Refood Almancil já tem novo espaço de trabalho

A obra custou cerca de 60 mil euros e foi a proposta mais votada no Orçamento Participativo na freguesia de Almancil, em 2016, e a primeira a inaugurar. O novo espaço visa combater o desperdício alimentar e vai permitir duplicar número de voluntários e de famílias apoiadas .

«É a concretização de um objetivo muito importante», disse Alexandra Brito, coordenadora do grupo Refood Almancil, durante a inauguração das novas instalações, no sábado, 29 de julho. Agora, os voluntários dispõem de uma ampla casa modular, equipada com cozinha, WC, escritório e arrecadação. A equipa evolui de um espaço exiguo com apenas 10 metros quadrados, para uma área útil de 60 metros quadrados, com equipamentos de refrigeração. Vai permitir desenvolver o trabalho «de forma mais eficaz» e servir um maior número de pessoas que necessitem de apoio alimentar.

Alexandra Brito relembrou que «o movimento Refood iniciou-se em Lisboa em 2011» sendo que em Almancil a primeira reunião aconteceu apenas em fevereiro de 2014». «Fizemos trabalho de investigação e mapeamento das possíveis fontes e parceiros na freguesia de Almancil». O arranque do primeiro núcleo da Refood no Algarve, na prática, «só foi possível graças à Junta de Freguesia, que nos cedeu um contentor para preparámos tudo e iniciarmos os trabalhos que culminaram com a inauguração do núcleo, a 30 de abril de 2015», recordou.

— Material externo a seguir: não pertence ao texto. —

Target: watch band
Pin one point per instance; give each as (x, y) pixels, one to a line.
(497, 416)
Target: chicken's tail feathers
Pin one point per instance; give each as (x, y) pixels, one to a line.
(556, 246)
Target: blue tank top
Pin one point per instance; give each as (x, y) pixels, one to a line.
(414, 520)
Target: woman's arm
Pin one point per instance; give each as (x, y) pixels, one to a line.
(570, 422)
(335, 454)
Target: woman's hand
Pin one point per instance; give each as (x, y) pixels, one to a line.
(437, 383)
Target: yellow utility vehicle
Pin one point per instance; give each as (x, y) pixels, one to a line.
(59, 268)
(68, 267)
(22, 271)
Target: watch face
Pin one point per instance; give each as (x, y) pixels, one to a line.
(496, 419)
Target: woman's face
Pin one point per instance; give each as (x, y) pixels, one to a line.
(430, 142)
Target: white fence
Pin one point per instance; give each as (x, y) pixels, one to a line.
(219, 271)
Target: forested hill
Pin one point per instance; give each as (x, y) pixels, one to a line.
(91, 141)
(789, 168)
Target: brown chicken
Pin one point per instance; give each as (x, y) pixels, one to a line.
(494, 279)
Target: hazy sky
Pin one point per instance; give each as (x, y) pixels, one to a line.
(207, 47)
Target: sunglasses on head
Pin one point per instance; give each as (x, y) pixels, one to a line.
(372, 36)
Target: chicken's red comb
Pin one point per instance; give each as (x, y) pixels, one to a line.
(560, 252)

Durante a inauguração, Alexandra Brito sublinhou ainda a importância do Orçamento Participativo enquanto «ferramenta de cidadania que coloca nas mãos das pessoas o poder de decidir e mudar a sua realidade. A nossa proposta foi mais votada, e por isso, agradeço a todos os que confiaram em nós». Hunter Halder, fundador do movimento Refood também esteve presente na cerimónia de inauguração em declarações ao «barlavento» evidenciou que «é a primeira vez que um centro de operações da Refood consegue o seu espaço de trabalho via Orçamento Participativo», algo que o deixa «extremamente orgulhoso» porque esta conquista é representativa «da vontade dos cidadãos». «Isto vai capacitar o núcleo de Almancil a fazer mais e melhor serviço para a comunidade. Mais capacidade para os alimentos reaproveitados e mais espaço para voluntários».

Joaquim Pinto, presidente da Junta de Freguesia de Almancil, relembrou que «até aqui as condições de armazenamento de frio eram insuficientes», e que o novo espaço «vai permitir apoiar ainda melhor dezenas de famílias. Estou muito satisfeito pois é o primeiro projeto do Orçamento Participativo de 2016 que está concluído».

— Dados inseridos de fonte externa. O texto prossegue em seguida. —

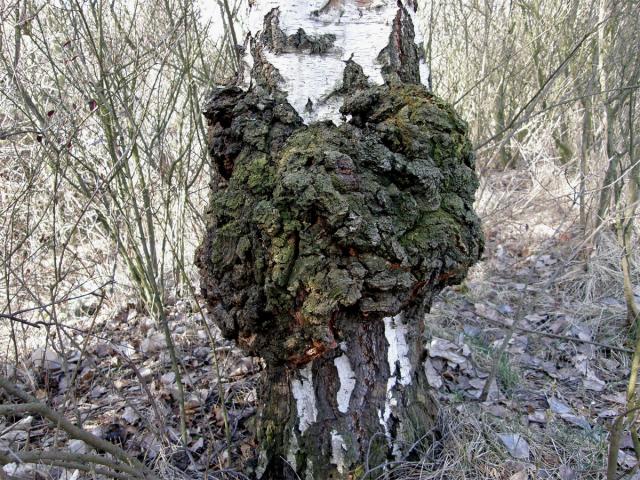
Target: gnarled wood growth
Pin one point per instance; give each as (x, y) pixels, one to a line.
(343, 203)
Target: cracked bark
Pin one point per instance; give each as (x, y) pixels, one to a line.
(342, 203)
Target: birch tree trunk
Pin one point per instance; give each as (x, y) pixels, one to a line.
(343, 204)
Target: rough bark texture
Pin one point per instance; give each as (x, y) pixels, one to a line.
(325, 246)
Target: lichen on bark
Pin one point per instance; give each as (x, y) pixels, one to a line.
(311, 223)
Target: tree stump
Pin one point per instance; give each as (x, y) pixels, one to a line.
(331, 227)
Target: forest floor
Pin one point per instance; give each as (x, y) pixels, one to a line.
(559, 383)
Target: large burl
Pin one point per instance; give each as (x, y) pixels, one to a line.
(311, 226)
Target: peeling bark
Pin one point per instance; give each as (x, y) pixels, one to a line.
(342, 203)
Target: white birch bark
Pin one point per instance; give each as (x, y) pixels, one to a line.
(310, 73)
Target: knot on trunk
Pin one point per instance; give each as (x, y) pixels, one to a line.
(311, 223)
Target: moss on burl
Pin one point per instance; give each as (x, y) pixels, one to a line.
(311, 224)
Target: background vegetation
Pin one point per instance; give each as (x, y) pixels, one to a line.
(105, 177)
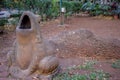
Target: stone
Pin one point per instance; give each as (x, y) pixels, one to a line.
(30, 54)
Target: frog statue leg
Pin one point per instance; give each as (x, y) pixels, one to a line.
(30, 50)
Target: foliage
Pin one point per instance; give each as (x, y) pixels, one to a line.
(95, 75)
(116, 64)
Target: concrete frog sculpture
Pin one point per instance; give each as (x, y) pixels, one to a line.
(29, 54)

Já Vítor Aleixo, presidente da Câmara Municipal de Loulé, relembrou que desde há «três anos que o Orçamento Participativo tem vindo a servir as pessoas numa óptica diferente: numa espécie quase de democracia direta. O município louletano disponibiliza anualmente, em números redondos, uma fatia de meio milhão de euros do seu orçamento anual. Essa fatia é repartida por várias freguesias de acordo com critérios equitativos e fica à disposição para ser gasta no projeto mais votado em cada uma». «Num mundo perfeito não seriam necessárias organizações e iniciativas destas, mas quando fazem falta, é bom que estejam disponíveis para ajudar os que mais precisam. O Orçamento Participativo começou em Loulé com este executivo municipal, vai continuar e vai ajudar as pessoas a compreender e valorizar melhor a democracia. Talvez assim percebam que é bom não entregar a política só aos políticos. É bom que se envolvam, discutam, questionam, reclamem e reivindiquem».

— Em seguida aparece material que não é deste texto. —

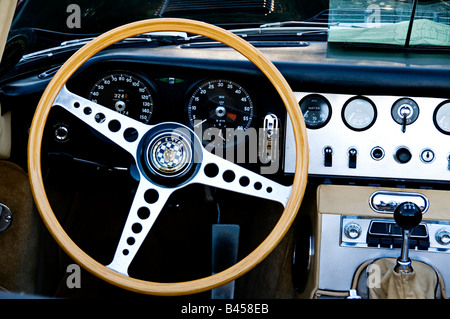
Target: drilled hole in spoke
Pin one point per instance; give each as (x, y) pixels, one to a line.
(228, 176)
(87, 110)
(211, 170)
(100, 118)
(143, 213)
(114, 126)
(151, 196)
(131, 241)
(130, 134)
(136, 228)
(244, 181)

Atualmente a Refood Almancil possui 25 voluntários ativos e distribui aproximadamente 30 refeições diárias. Alexandra Brito confidencia que após a inauguração do novo espaço com condições de trabalho melhoradas espera que «mais voluntários se inscrevam». «A partir de setembro iremos também alargar o nosso horário de voluntariado. Iniciamos as operações a partir das 15 horas permitindo assim que mais voluntários – especialmente reformados – se inscrevam e possam contribuir fora do horário pós-laboral. Outro objetivo a médio prazo é conseguir uma carrinha refrigerada que por um lado ajude nas recolhas de alimentos e que permita ajudar beneficiários que se encontrem em zonas geográficas mais longínquas da freguesia.